4 - Particle creation by black holes

Summary

Introduction

We have already seen how time-dependent gravitational fields, such as occur in cosmology, can give rise to the creation of elementary particles. The time development of a quantum field induces a redefinition of creation and annihilation operators that correspond to physical particles. For example, the annihilation operators of particles at late times can be expressed as superpositions of annihilation and creation operators of particles at early times. This superposition is known as a Bogolubov transformation. The coefficients in the superposition determine the probability of creation of pairs of elementary particles by the gravitational field.

This method of using Bogolubov transformations to analyze particle creation by gravitational fields was first introduced by Parker (1965, 1968, 1969, 1971) in the cosmological context.
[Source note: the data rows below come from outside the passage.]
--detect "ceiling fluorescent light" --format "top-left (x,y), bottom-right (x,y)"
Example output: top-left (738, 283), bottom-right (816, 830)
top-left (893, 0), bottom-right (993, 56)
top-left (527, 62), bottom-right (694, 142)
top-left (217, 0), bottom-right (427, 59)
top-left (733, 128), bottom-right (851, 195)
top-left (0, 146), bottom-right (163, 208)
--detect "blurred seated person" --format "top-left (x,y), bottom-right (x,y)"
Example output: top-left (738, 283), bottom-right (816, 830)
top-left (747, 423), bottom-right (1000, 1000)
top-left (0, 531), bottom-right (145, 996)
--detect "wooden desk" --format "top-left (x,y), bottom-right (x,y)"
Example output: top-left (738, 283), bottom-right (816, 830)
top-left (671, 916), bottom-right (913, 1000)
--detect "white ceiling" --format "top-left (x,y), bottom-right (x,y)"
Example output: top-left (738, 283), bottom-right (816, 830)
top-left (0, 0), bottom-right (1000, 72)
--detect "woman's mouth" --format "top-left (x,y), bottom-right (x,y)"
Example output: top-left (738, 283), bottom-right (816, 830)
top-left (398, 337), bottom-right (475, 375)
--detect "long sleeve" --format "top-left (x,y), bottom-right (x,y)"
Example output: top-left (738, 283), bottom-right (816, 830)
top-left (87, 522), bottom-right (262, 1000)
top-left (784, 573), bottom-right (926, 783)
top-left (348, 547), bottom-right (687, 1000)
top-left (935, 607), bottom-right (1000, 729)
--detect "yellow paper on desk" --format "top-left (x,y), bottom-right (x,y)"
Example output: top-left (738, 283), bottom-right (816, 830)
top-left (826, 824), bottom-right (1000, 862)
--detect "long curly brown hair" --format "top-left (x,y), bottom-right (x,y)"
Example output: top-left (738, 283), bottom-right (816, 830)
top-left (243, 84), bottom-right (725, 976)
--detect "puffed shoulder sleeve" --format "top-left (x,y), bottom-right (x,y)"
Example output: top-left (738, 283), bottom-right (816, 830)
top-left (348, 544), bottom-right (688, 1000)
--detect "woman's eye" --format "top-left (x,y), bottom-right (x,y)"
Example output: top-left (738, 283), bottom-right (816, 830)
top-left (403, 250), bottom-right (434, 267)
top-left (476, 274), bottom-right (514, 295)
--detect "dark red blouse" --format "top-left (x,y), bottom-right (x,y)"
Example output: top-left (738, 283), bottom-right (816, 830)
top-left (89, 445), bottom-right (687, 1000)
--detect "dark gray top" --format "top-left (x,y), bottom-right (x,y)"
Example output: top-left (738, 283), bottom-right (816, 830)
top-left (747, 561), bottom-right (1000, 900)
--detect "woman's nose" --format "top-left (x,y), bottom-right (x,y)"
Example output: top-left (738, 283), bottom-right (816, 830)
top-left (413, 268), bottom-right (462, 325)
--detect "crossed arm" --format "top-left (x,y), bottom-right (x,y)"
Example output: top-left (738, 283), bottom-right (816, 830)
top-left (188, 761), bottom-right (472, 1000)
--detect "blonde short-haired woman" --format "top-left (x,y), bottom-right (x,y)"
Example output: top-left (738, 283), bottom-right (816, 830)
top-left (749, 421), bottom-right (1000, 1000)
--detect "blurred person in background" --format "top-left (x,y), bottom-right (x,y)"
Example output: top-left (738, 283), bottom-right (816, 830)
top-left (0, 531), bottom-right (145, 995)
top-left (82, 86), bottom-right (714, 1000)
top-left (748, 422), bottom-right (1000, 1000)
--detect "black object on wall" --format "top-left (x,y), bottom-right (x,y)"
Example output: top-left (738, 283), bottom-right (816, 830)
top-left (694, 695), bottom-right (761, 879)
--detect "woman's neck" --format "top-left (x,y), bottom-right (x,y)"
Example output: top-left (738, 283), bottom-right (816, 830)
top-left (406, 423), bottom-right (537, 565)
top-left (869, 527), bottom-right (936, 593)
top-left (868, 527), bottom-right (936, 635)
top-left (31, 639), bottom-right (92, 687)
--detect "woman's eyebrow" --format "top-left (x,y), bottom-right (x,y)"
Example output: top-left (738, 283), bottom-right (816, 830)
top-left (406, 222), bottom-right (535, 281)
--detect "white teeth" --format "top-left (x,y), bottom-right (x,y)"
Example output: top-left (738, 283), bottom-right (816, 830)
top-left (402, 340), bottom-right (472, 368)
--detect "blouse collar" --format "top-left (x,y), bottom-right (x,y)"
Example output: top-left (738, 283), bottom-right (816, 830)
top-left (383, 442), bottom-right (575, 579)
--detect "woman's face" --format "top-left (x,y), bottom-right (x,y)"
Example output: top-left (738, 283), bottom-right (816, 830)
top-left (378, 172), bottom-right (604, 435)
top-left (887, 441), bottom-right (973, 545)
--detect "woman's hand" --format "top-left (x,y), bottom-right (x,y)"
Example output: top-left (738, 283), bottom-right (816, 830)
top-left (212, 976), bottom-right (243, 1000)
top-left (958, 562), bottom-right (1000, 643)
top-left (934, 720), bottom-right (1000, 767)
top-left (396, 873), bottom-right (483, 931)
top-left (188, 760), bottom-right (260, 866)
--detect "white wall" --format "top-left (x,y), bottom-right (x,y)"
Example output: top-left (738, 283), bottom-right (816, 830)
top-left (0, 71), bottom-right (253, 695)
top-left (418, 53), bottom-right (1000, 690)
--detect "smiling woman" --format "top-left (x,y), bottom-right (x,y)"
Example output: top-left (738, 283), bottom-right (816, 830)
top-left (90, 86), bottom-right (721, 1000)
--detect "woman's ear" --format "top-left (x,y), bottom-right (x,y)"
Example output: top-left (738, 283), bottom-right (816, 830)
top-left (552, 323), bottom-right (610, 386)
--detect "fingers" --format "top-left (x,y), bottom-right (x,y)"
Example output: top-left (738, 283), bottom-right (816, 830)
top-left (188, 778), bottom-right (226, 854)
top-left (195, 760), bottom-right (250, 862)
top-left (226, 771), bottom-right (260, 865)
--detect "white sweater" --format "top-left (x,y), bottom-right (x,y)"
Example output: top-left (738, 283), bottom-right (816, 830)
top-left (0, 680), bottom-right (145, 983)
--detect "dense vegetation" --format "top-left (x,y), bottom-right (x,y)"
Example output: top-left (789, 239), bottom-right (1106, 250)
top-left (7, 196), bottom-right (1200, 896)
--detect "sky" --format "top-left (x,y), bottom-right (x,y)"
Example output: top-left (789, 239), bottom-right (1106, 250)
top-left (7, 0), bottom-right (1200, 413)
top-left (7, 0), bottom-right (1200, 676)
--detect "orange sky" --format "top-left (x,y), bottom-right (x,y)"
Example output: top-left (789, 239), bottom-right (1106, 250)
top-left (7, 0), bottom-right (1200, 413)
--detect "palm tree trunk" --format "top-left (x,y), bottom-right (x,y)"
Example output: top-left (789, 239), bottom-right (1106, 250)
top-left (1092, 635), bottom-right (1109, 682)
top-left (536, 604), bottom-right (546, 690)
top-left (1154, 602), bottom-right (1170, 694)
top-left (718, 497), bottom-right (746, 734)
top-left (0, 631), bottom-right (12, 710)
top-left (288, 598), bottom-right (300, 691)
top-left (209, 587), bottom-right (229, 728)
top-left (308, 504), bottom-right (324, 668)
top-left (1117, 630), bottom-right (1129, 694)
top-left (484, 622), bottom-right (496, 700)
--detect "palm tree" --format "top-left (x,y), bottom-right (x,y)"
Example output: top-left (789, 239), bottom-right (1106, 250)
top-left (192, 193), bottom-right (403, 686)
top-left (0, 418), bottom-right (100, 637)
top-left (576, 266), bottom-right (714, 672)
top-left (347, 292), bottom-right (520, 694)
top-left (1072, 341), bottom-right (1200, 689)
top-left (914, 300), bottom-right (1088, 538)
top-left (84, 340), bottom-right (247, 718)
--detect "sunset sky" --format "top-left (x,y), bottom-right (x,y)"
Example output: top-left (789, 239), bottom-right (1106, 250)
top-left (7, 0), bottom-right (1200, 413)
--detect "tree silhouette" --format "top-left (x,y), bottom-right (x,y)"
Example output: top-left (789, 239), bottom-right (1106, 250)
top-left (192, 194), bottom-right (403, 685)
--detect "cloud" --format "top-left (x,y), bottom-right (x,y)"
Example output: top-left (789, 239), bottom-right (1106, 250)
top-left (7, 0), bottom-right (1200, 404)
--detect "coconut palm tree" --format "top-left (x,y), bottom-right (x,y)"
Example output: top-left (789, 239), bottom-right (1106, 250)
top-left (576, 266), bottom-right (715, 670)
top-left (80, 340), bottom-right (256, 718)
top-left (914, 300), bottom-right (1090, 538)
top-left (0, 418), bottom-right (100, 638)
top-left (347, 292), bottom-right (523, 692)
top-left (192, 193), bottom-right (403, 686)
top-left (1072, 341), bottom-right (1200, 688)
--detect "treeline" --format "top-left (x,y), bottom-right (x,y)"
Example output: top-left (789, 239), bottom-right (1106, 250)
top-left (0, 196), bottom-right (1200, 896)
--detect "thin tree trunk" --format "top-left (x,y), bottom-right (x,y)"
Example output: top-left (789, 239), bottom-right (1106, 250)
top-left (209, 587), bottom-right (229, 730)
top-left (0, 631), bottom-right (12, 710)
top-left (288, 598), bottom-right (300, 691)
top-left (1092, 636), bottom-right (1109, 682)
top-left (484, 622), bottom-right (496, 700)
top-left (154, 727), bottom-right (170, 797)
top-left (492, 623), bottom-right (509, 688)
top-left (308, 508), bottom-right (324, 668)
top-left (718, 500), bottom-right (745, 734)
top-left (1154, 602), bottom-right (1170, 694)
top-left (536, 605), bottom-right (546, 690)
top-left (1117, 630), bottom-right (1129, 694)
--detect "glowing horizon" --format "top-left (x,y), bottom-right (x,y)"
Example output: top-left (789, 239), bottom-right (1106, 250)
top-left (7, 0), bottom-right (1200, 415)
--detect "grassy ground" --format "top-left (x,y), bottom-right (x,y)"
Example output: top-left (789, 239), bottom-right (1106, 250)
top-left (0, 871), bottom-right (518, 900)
Fulling (1972, 1973) found that the creation and annihilation operators defined in an accelerated coordinate system (known as Rindler coordinates (Rindler 1966)) in Minkowski spacetime were related to the usual Minkowski creation and annihilation operators through a Bogolubov transformation. This was shown by Unruh (1976) to imply that an accelerated particle detector in empty Minkowski spacetime would respond as if it were observing a flux of particles. The particle spectrum corresponding to the Bogolubov transformation of Fulling was a thermal spectrum with a temperature determined by the acceleration (Davies 1975).

Several investigations of particle creation by black holes were also in progress at this time.